Single-Family Room Design in the Neonatal Intensive Care Unit—Challenges and Opportunities

Robert D White 1,
PMCID: PMC7106039  PMID: 32288654

Abstract

The trend toward single-family room (SFR) design in the neonatal intensive care unit (NICU) has been driven by a growing understanding of the developmental needs of preterm infants, a desire to provide environments that support and encourage family participation, and infection control considerations. SFR design offers many potential benefits, but also requires substantial change in the NICU culture, as well as additional space and technology when compared to an open ward.
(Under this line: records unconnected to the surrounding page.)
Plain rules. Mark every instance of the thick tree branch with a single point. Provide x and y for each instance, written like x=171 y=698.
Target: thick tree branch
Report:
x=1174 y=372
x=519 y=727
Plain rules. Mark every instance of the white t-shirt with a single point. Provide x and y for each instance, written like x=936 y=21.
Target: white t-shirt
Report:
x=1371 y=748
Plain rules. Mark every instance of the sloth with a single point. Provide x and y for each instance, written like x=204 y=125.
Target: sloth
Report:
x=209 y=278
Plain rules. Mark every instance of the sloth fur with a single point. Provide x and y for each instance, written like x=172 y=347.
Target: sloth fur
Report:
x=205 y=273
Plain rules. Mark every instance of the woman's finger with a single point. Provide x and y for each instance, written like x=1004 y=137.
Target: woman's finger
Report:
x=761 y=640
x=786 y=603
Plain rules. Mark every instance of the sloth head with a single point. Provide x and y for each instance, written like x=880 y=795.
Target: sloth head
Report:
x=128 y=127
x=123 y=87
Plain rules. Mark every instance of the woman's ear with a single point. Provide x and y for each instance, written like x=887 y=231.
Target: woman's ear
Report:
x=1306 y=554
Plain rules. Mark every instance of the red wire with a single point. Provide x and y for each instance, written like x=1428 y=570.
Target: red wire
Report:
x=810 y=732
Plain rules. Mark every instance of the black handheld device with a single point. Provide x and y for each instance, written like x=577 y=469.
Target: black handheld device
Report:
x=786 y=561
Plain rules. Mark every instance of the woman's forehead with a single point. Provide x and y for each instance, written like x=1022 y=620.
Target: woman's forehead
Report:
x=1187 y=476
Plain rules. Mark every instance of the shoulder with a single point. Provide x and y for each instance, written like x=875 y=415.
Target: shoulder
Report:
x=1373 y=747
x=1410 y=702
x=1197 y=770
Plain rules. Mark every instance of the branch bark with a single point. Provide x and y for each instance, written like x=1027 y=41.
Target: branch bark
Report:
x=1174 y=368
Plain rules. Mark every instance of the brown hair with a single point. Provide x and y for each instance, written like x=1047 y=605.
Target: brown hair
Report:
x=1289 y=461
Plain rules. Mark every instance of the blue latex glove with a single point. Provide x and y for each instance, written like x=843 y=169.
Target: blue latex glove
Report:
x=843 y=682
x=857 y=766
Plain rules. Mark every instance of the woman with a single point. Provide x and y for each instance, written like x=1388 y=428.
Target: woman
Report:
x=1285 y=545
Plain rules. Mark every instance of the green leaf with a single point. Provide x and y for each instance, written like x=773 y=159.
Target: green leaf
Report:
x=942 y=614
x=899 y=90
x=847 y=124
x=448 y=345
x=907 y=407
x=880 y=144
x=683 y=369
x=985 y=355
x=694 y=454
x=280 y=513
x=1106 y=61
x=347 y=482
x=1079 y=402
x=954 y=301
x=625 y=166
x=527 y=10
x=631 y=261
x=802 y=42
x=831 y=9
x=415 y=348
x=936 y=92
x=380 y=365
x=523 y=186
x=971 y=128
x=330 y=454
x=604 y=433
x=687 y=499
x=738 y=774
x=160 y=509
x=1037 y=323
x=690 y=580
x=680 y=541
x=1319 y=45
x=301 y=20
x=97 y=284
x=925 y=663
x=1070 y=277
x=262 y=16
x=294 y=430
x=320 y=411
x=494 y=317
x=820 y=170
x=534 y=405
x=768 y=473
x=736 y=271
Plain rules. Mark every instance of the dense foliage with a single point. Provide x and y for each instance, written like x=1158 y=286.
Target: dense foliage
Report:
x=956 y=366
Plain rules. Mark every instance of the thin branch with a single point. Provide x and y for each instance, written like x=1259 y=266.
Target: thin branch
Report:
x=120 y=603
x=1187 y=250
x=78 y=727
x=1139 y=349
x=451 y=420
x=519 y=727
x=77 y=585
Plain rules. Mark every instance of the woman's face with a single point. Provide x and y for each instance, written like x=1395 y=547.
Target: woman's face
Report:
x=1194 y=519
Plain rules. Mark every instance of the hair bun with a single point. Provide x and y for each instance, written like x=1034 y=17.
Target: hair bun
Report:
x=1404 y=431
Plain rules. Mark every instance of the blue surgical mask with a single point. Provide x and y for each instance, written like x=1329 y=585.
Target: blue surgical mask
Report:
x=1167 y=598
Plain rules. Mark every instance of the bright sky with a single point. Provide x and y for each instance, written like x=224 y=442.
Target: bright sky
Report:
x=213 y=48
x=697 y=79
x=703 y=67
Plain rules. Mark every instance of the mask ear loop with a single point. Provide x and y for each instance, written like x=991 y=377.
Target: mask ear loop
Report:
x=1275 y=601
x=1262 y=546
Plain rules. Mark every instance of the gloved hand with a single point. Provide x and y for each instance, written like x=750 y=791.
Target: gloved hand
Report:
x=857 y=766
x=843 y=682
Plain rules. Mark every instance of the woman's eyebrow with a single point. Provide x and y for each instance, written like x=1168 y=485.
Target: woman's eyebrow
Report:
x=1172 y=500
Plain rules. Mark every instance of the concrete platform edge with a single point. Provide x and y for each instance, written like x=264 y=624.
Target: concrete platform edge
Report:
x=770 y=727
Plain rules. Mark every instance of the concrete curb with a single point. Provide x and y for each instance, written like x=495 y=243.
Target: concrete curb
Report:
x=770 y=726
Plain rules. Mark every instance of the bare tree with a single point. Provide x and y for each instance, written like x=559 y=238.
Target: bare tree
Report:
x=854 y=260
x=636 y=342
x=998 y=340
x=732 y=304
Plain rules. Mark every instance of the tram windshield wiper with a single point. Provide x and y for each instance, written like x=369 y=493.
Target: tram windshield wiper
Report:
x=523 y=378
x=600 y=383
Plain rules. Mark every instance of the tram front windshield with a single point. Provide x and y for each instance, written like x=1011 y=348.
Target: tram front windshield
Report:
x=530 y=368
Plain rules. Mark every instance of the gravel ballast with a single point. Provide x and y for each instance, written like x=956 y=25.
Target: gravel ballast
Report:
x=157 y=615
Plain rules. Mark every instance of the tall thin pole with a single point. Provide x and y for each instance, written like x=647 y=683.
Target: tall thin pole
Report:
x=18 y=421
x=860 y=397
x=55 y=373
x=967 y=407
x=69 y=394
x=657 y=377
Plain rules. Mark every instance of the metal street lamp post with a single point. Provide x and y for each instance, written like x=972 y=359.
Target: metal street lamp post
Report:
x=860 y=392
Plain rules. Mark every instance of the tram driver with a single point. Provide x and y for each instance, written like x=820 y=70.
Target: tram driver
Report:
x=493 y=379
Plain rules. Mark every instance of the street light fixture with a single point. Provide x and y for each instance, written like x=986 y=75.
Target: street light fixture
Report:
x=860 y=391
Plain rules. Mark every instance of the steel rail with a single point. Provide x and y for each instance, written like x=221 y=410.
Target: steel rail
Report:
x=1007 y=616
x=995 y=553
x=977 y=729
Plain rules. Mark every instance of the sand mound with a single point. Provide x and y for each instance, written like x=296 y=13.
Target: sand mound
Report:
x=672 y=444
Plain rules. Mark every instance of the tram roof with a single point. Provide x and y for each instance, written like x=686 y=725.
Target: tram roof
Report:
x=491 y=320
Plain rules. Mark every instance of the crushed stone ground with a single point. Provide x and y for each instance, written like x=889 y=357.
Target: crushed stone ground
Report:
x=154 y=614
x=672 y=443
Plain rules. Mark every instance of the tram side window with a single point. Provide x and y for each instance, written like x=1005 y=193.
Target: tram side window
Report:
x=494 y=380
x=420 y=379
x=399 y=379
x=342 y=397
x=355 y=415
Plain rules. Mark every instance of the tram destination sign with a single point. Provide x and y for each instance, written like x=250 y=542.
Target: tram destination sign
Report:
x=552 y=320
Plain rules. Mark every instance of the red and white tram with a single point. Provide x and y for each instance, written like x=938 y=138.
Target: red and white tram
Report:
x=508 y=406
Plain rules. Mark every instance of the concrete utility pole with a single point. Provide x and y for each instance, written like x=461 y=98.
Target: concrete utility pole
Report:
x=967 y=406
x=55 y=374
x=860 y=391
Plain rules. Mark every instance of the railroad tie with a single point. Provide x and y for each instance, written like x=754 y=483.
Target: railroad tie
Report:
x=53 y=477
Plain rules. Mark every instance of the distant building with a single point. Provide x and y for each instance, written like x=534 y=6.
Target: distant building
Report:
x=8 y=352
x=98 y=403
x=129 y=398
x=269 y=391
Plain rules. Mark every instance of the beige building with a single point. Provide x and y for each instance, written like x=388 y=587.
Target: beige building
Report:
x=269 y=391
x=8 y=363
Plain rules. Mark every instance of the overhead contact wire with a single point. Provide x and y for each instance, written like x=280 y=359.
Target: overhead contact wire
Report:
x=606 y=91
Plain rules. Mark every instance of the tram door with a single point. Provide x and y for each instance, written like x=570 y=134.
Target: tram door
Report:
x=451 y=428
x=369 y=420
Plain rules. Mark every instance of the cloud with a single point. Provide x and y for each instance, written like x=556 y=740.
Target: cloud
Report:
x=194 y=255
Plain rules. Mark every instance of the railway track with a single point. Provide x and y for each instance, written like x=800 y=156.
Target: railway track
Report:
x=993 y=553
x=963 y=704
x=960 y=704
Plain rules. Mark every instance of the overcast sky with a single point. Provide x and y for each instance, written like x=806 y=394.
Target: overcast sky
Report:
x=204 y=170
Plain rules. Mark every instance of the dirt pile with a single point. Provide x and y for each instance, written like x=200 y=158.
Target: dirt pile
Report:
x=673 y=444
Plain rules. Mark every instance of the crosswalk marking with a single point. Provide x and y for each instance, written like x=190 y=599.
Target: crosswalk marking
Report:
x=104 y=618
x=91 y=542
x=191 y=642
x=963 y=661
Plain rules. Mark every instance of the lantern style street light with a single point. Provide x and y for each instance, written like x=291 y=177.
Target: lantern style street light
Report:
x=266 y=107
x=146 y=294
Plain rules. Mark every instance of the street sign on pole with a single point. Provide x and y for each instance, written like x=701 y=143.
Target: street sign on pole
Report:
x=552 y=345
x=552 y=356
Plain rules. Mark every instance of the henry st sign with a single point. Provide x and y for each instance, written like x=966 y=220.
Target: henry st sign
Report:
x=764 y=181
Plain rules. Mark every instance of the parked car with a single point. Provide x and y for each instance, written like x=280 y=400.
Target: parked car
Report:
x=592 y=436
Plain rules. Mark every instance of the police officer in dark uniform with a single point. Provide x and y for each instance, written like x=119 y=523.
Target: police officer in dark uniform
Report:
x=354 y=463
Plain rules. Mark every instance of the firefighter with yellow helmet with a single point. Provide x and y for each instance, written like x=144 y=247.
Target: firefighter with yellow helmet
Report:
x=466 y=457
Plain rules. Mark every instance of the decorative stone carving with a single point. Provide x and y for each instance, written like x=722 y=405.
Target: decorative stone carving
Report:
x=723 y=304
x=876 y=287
The advantages and drawbacks of the SFR design are reviewed, and strategies are offered to assist those who are considering construction or renovation of an NICU.

Keywords: NICU design, NICU environment, Single-family room NICU, Family-centered care


The open ward concept has been preserved in the neonatal intensive care unit (NICU) long after it was abandoned in other inpatient areas of the hospital. There are many good reasons for this, some of which remain valid, but most can no longer be invoked. In this article, we will explore the reasons single-family rooms (SFR) are growing in popularity as new NICUs are being built and discuss how the desirable features of the open ward can be incorporated into SFR design in order to maximize benefits to babies, families, and caregivers alike.

Why Change?

Benefit to Babies

The most compelling evidence that has driven the interest in SFR design is the increasing awareness of how important the sensory environment is to the premature newborn who is in a critical stage of brain growth and development.1, 2 During the third trimester, the infant's brain increases in mass by 400%, comparable to the 400% growth seen in the entire period from term to adulthood. Most neurons are formed by the end of the second trimester, but only limited dendritic connections are present. These proliferate during the third trimester in all areas of the brain but especially in the auditory cortex, where learning of phonemes and voice inflection is already taking place.3, 4 The fetus is primed to receive multisensory input from the mother—smell, taste, tactile, pain, movement, temperature change, light, and auditory input are all detected and elicit a response in the fetus, and in the preterm infant as well. In the open ward setting, even when the baby is in an incubator, many of these sensory stimuli are different in character, timing, and context than they are in utero. To some extent this is unavoidable, but the presence of the infant in an open ward, where shielding from activity in the adjacent bed space with its attendant noise and lights is incomplete at best, is now understood to be less than optimal from a developmental standpoint.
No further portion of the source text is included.